In death, however, Jones’ family wants to kept secret the singer’s will and financial papers because it is worried revelations would harm the estate’s future earnings!
A court in Martin County and a lawyer representing the family of the singer of Last Train to Clarksville and Daydream Believer have barred the public’s access to Jones’ will — a rarity in a state with liberal open-record rules.
“It’s very rare for a will to be deemed confidential,” said West Palm Beach probate lawyer Ron Kochman. “I don’t remember encountering a case.”
So, what’s the family hiding?
According to an order signed by Judge Sherwood Bauer this week, no one now has access to copies of Jones’ will and administration of the estate — except for his four daughters, his widow and a trustee!
Bauer’s order cited a little-used, broad statute in which he can declare documents off-limits to “avoid substantial injuries to innocent third parties.”
“The decedent has been a public figure since the 1960s,” the family’s request to close the file to the public reads, “as an actor and musician through his involvement with the iconic television show The Monkees and other successful artistic endeavors. (The estate) is concerned about the public’s access to the . . . planning documents and financial affairs as public opinion could have a material effect on his copyrights, royalties and ongoing goodwill.”
The will, according to the few documents that are visible, was written in 2004, after the birth of Jones’ fourth daughter, Annabel.
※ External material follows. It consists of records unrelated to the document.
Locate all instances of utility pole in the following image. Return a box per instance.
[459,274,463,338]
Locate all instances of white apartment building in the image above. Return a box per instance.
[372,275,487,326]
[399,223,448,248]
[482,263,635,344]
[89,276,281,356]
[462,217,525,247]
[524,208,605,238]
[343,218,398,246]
But it may not include the woman half his age that he married five years ago, Telemundo actress Jessica Pacheco.
Neither Bauer nor a lawyer who requested the closing of the file returned calls for comment.
In addition to Pacheco, those who also have access to the paperwork include Talia Jones, 43, Davy’s eldest and the administrator of the estate; daughters Sara McFadden, 40, Jessica Cramer, 30, and Annabel, 23.